Lucille looks young and healthy to me!
Your brave riding in 4deg C. These days my minimum is 10 deg, unless it’s really bright.
Hi again David: Yes, I got my bug in Warri Nigeria in 1981 when I was a young lad working for Schlumberger Int'l Wireline Services in the petroleum industry.
Malaria actually was prevalent in Canada in the last century. For example, in the 1830s when the British were digging the Rideau Canal from Ottawa to Kingston as a means of avoiding the rapids on the lower Ottawa River, a lot of the Scottish stone masons who built the many locks were stricken with the disease. Now, why you might ask was the capital moved from well-developed and picturesque Kingston on the northern shore of Lake Ontario to the rough backwoods logging village of Ottawa 200 km to the north? Well, it was to protect the new capital city from those other people who inhabit the southern shore of Lake Ontario after the War of 1812 (which is why the White House is called...the White House ), of course.....

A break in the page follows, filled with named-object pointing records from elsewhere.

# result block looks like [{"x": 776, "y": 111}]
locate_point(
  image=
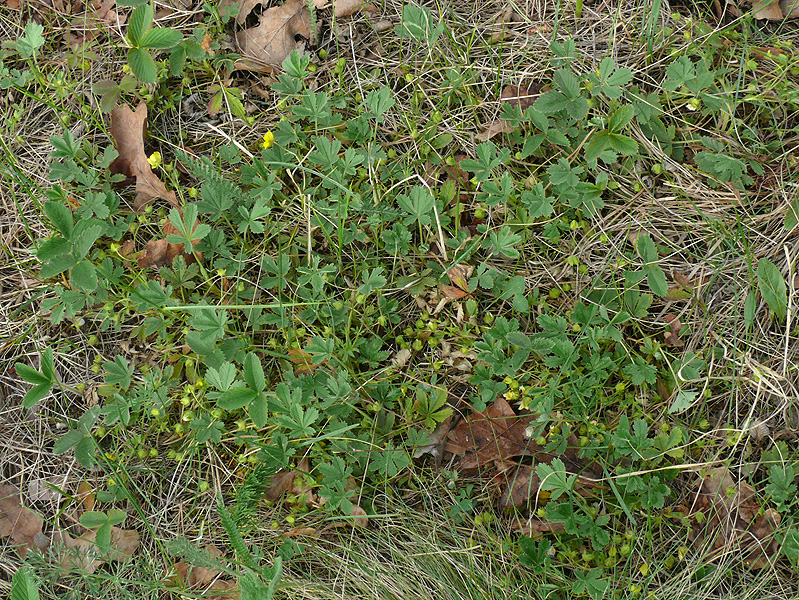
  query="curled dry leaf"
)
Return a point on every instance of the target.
[
  {"x": 515, "y": 95},
  {"x": 672, "y": 337},
  {"x": 492, "y": 439},
  {"x": 84, "y": 28},
  {"x": 205, "y": 580},
  {"x": 266, "y": 46},
  {"x": 733, "y": 520},
  {"x": 21, "y": 524},
  {"x": 160, "y": 253},
  {"x": 83, "y": 555},
  {"x": 360, "y": 520},
  {"x": 127, "y": 129}
]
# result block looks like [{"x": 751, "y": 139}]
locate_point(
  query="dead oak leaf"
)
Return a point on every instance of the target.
[
  {"x": 266, "y": 46},
  {"x": 672, "y": 336},
  {"x": 127, "y": 129},
  {"x": 204, "y": 579},
  {"x": 514, "y": 95},
  {"x": 21, "y": 524},
  {"x": 160, "y": 253},
  {"x": 83, "y": 555},
  {"x": 733, "y": 520},
  {"x": 497, "y": 434}
]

Anyhow, malaria certainly is lots of fun - that's for sure and it is the gift that keep on giving. As for Lucille, she is running like a top - I couldn't be happier with her (for now...) and about the flag, quite honestly, I hadn't noticed it until you pointed it out. What you can see in those two photos is most of the town of Erieau. It was founded in 1917 on a very narrow sandy peninsula that juts out into Lake Erie and is one of the most southerly communities in Canada.
My old man caught Malaria in Borneo during WWII. Used to come back and rack him up every couple of years. I remember he took quinine - the stuff they add to Schweppes Bitter Lemon soft drink. Certainly gives that drink a bitter kick. Ross River and Dengue fever are both Malaria derivatives that flourish in Queensland. You have my empathy.
And, I appreciate the history lesson. Love local knowledge. I knew you must be near the water when I saw the "Sand Bar" in your photo and I'd give a week on Hamilton Island to get into that antique store. I dig that stuff.